Sonntag morgen, Yin Yoga und Cacao fürs Herz. Hier darf Stille sein. Und hier darf auch hörbar werden, was nicht länger in uns festgehalten werden möchte.

Lange Zeit schien es, als müssten wir uns entscheiden. Zwischen innerer Erfahrung und äußerem Wissen. Zwischen gelebter Praxis und wissenschaftlicher Erklärung. Zwischen dem, was wir im Körper spüren – und dem, was messbar ist. Doch gerade jetzt zeigt sich etwas anderes: Es beginnt, zusammenzufließen. Was in jahrtausendealten Erfahrungswegen über Atem, Klang, inneres Spüren und ehrlichen Ausdruck gewusst wurde, findet heute eine Sprache in der Nervensystemforschung. Nicht, um das eine durch das andere zu ersetzen – sondern um es verständlicher zu machen.

Die spirituelle Praxis hat immer vom Lauschen gesprochen. Vom Innehalten. Vom Raum zwischen zwei Atemzügen. Die Wissenschaft beschreibt heute, wie genau dort Regulation geschieht. Wie Atem, Stimme und Vibration den Vagusnerv ansprechen. Wie der Körper vom Alarm in Sicherheit wechseln kann. Wie Ausdruck Spannung löst, die sonst im Inneren gebunden bleibt. Zwei Zugänge. Ein und derselbe Körper.

Es ist wie die Wurzel und das Licht. Wie Tiefe und Weite. Wie Innenraum und sichtbare Bewegung. In meiner Arbeit fließen diese Ebenen zusammen.
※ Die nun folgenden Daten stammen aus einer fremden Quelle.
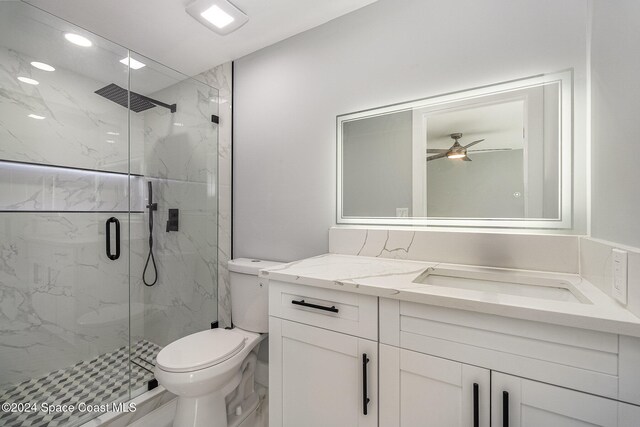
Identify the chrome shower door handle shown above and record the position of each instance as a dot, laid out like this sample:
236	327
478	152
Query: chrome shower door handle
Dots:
111	256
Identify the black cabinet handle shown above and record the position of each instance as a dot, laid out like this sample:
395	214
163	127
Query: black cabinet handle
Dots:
505	409
365	394
476	407
332	309
111	256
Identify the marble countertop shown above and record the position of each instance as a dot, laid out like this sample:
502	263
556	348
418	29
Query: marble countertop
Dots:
391	278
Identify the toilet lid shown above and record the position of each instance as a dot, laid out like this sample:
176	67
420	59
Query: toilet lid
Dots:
200	350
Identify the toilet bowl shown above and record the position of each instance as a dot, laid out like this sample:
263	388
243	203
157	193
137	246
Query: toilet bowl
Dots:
212	372
202	369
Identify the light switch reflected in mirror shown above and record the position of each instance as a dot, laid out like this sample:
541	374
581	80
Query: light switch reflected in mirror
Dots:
498	156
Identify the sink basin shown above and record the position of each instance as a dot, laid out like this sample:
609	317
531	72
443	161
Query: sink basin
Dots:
506	282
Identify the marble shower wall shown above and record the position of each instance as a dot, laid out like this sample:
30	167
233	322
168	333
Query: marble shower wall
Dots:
180	159
221	77
78	124
61	299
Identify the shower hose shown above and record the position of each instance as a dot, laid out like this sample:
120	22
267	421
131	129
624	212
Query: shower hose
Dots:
152	206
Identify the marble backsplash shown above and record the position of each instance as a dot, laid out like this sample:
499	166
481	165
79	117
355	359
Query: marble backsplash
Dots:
523	251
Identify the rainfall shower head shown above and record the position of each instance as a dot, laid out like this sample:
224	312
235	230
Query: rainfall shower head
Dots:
123	97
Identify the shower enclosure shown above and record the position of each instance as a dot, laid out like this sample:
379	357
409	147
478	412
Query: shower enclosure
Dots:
86	128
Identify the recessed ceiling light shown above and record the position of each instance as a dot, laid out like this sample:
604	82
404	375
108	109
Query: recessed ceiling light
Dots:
219	15
28	81
136	65
42	66
78	39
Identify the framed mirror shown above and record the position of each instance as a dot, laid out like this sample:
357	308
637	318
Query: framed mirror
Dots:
494	156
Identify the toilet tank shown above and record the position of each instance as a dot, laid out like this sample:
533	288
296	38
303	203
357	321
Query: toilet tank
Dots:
249	295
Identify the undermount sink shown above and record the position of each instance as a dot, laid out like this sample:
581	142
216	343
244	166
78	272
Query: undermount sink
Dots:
506	282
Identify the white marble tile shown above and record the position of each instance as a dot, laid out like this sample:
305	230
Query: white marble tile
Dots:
523	251
221	78
42	188
53	274
74	131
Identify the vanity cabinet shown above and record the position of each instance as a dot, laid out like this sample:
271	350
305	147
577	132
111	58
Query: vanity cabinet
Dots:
418	390
439	366
320	377
517	402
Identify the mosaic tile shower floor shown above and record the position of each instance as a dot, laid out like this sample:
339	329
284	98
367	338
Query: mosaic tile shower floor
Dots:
101	380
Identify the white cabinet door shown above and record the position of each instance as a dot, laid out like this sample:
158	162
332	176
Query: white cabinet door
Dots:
417	390
517	402
321	378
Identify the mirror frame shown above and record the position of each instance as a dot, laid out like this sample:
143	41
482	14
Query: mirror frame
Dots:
565	195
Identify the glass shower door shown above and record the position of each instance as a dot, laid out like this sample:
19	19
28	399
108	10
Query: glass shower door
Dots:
66	193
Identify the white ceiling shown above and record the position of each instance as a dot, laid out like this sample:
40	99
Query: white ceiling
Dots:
164	32
500	125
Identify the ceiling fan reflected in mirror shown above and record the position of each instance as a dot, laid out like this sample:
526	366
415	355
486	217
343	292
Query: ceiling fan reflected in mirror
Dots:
457	151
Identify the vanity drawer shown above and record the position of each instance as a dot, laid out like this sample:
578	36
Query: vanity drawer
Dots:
339	311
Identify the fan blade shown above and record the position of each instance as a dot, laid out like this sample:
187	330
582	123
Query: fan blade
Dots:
491	149
473	143
437	156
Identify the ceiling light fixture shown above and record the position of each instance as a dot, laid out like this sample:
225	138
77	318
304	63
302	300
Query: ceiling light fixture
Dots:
42	66
134	64
219	15
28	81
78	40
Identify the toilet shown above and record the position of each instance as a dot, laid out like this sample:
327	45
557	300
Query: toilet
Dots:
212	372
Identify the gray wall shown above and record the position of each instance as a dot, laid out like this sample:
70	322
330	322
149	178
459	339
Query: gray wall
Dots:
377	165
615	125
287	97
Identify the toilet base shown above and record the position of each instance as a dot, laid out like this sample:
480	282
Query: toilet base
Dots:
209	410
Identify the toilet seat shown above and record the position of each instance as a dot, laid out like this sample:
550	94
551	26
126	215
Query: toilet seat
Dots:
200	350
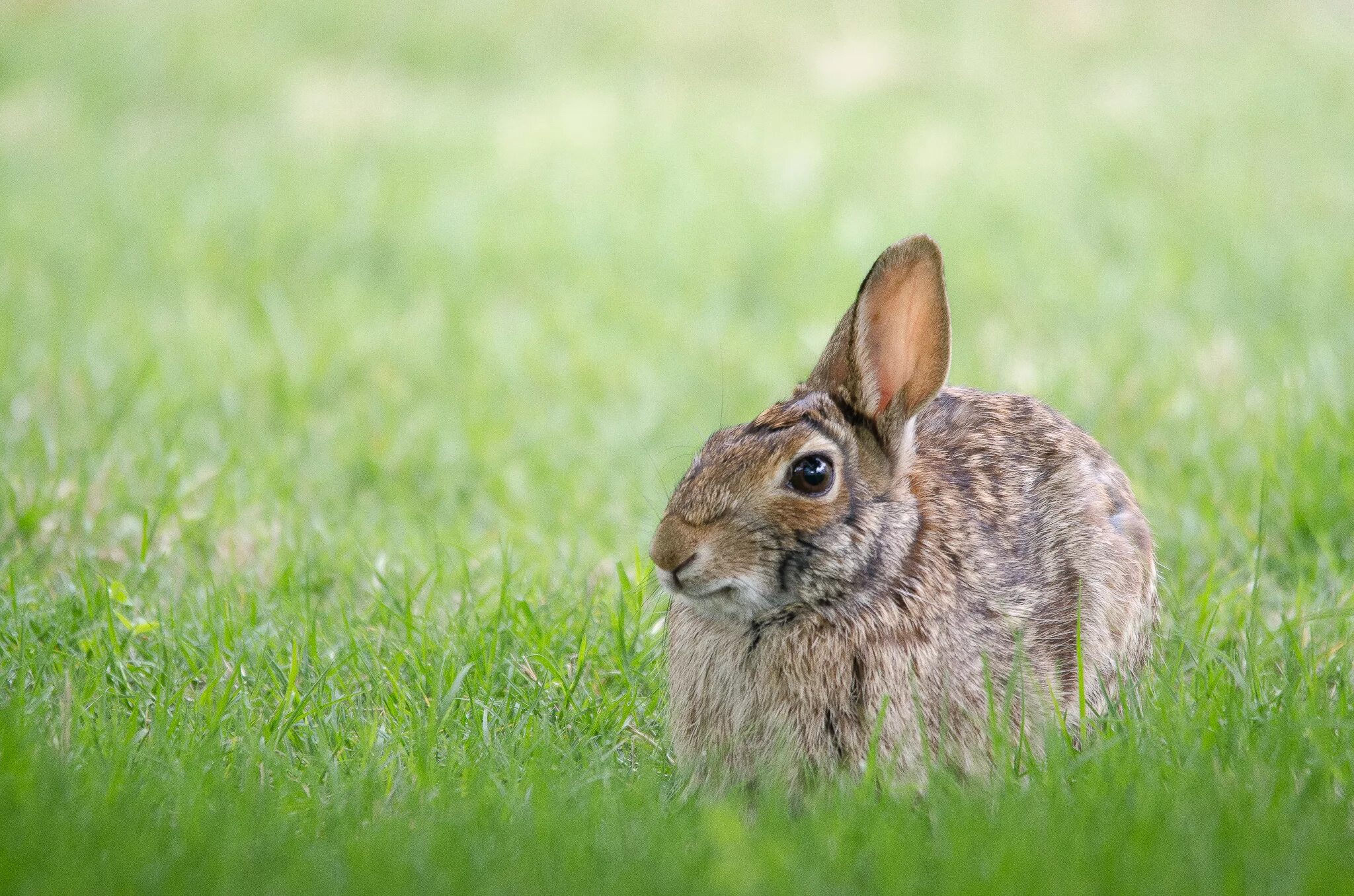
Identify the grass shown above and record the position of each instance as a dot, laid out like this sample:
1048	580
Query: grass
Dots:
348	351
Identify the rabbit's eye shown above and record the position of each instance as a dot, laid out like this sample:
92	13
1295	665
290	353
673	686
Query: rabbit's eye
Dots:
811	474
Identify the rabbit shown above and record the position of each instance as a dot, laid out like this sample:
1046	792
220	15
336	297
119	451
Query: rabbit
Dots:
885	568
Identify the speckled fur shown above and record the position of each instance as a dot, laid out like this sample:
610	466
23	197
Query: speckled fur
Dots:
944	569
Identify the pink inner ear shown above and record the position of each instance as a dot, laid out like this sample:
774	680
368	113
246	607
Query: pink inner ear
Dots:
898	328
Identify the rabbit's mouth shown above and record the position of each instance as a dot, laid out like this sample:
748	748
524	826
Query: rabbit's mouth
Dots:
722	599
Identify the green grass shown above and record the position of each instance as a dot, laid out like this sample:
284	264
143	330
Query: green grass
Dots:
347	356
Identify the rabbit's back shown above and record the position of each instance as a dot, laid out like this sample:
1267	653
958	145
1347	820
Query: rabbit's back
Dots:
1037	525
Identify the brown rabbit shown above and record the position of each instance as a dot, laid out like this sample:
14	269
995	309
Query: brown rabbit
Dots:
883	564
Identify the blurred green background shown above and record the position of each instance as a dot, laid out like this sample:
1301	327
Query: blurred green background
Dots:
348	350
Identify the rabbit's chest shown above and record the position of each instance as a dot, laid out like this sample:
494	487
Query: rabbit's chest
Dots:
740	691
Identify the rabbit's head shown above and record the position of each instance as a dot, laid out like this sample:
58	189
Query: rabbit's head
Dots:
798	504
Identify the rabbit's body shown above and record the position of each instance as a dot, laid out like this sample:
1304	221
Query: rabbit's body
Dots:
1016	515
877	537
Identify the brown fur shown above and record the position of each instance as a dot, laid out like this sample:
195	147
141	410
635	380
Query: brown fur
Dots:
945	569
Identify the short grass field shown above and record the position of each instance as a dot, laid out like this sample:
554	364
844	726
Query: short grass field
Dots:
348	352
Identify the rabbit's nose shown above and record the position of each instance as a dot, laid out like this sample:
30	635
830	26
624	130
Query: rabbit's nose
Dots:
682	566
674	546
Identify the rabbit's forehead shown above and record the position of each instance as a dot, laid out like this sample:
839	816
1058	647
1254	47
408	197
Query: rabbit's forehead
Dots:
737	463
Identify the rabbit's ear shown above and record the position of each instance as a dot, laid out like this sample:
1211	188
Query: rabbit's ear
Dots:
890	355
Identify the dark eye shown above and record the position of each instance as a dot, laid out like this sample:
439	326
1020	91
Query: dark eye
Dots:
811	474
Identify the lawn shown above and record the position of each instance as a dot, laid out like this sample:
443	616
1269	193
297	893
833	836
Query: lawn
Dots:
348	351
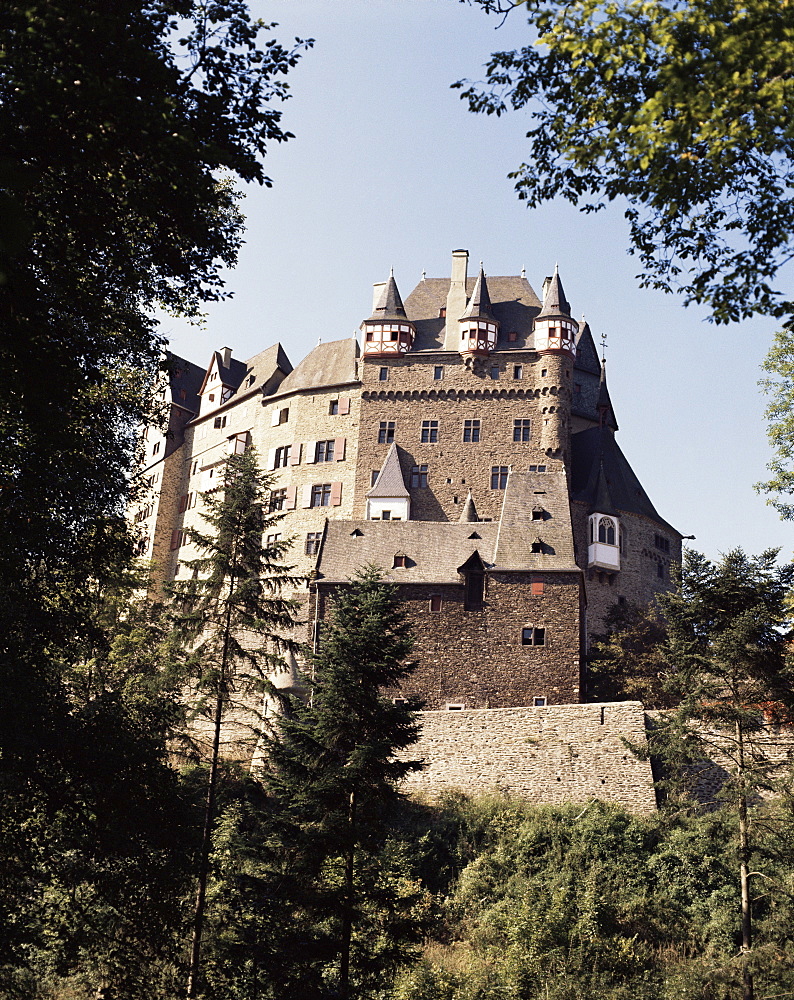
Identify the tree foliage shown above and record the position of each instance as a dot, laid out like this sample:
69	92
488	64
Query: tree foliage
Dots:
332	771
678	110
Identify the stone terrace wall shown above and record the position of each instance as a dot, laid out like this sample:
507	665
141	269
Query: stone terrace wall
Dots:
550	755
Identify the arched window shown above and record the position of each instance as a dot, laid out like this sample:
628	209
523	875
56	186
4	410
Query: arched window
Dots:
606	530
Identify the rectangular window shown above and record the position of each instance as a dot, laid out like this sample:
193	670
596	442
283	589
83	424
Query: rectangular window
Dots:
321	495
313	543
521	429
499	477
419	477
324	451
277	499
471	430
429	431
386	432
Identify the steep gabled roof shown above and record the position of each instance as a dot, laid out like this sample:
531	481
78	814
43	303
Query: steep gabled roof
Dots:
603	480
390	482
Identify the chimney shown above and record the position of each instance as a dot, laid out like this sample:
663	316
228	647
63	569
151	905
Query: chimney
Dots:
456	299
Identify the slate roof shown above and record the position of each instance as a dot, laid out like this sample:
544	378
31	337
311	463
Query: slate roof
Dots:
390	305
603	479
518	530
184	376
434	550
554	301
333	363
479	305
390	482
514	305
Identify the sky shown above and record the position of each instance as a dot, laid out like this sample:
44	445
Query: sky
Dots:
388	168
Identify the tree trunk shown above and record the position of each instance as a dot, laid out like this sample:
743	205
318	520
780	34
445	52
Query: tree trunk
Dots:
209	810
744	877
347	915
Die feine Wahrnehmung, gewachsen aus vielen Jahren Praxis – und das heutige Wissen darüber, wie unser Nervensystem funktioniert. Nicht im Gegensatz, sondern im Miteinander. Wie zwei Hände, die dasselbe halten. Denn am Ursprung steht etwas sehr Einfaches: das Menschsein. Dieser Körper. Dieser Atem. Dieses Nervensystem, das ständig versucht, zwischen Schutz und Offenheit zu balancieren.

Manchmal braucht es Stille, damit wir wieder hören, was in uns lebt. Manchmal braucht es Ausdruck, damit das, was festgehalten wurde, in Bewegung kommt. Regulation entsteht im Rhythmus zwischen beidem. Vielleicht ist es wie bei einer Lotusblume. Ihre Wurzeln im dunklen, nährenden Grund. Ihr Stängel im Wasser, das trägt und bewegt. Und ihre Blütenblätter, die sich dem Licht öffnen.

Nichts davon ist getrennt. Nicht das Dunkle, nicht das Klare, nicht das Helle. Alles gehört zum selben Leben. So dürfen auch wir aus der Tiefe unseres Körpers heraus wachsen. Aus der Essenz.
Durch das Spüren. Durch das ehrliche Mitteilen. Durch die Klarheit, die entsteht, wenn nichts mehr festgehalten werden muss. Hier begegnen sich Erfahrung und Wissenschaft. Stille und Stimme. Innen und Außen. Nicht entweder–oder. Sondern ein lebendiges Ineinander.

Achtsame Körperübung: Summen & Spüren & Stille 

Wirkung: Vagusnerv, Brustraum, innere Beruhigung. Ohne Reden über Inhalte – nur Klang als Regulation

1. Ankommen und Innehalten
Sitz oder steh. Eine Hand auf den unteren Bauch, eine auf den Brustkorb. Spür nur das Gewicht deiner Hände. Das ist körperlicher Halt.

2. Leises Summen
Atme durch die Nase ein. Beim Ausatmen summst du leise: „Mmmmmm“ Nicht laut. Mehr wie ein inneres Brummen. Spür dabei:
• Vibration im Brustkorb
• vielleicht im Gesicht
• vielleicht im Bauch unter deiner Hand und nehme 5–6 Atemzüge. Summen stimuliert den Vagusnerv direkt über Schwingung, nicht über Denken.

3. Die stille Nachwirkung
Hör auf zu summen. Bleib still. Jetzt passiert oft das Eigentliche: Wärme. Weite im Brustraum. Ein spontaner tiefer Atemzug. Nur wahrnehmen.

4. Ein Laut aus dem Körper
Jetzt kein Wort — nur ein natürlicher Laut beim Ausatmen, wenn er kommt:

  • „Ah…“
  • „Oh….“
  • ein Seufzer
  • ein weiches Ausströmen – nichts machen. Nur erlauben. Der Körper entscheidet.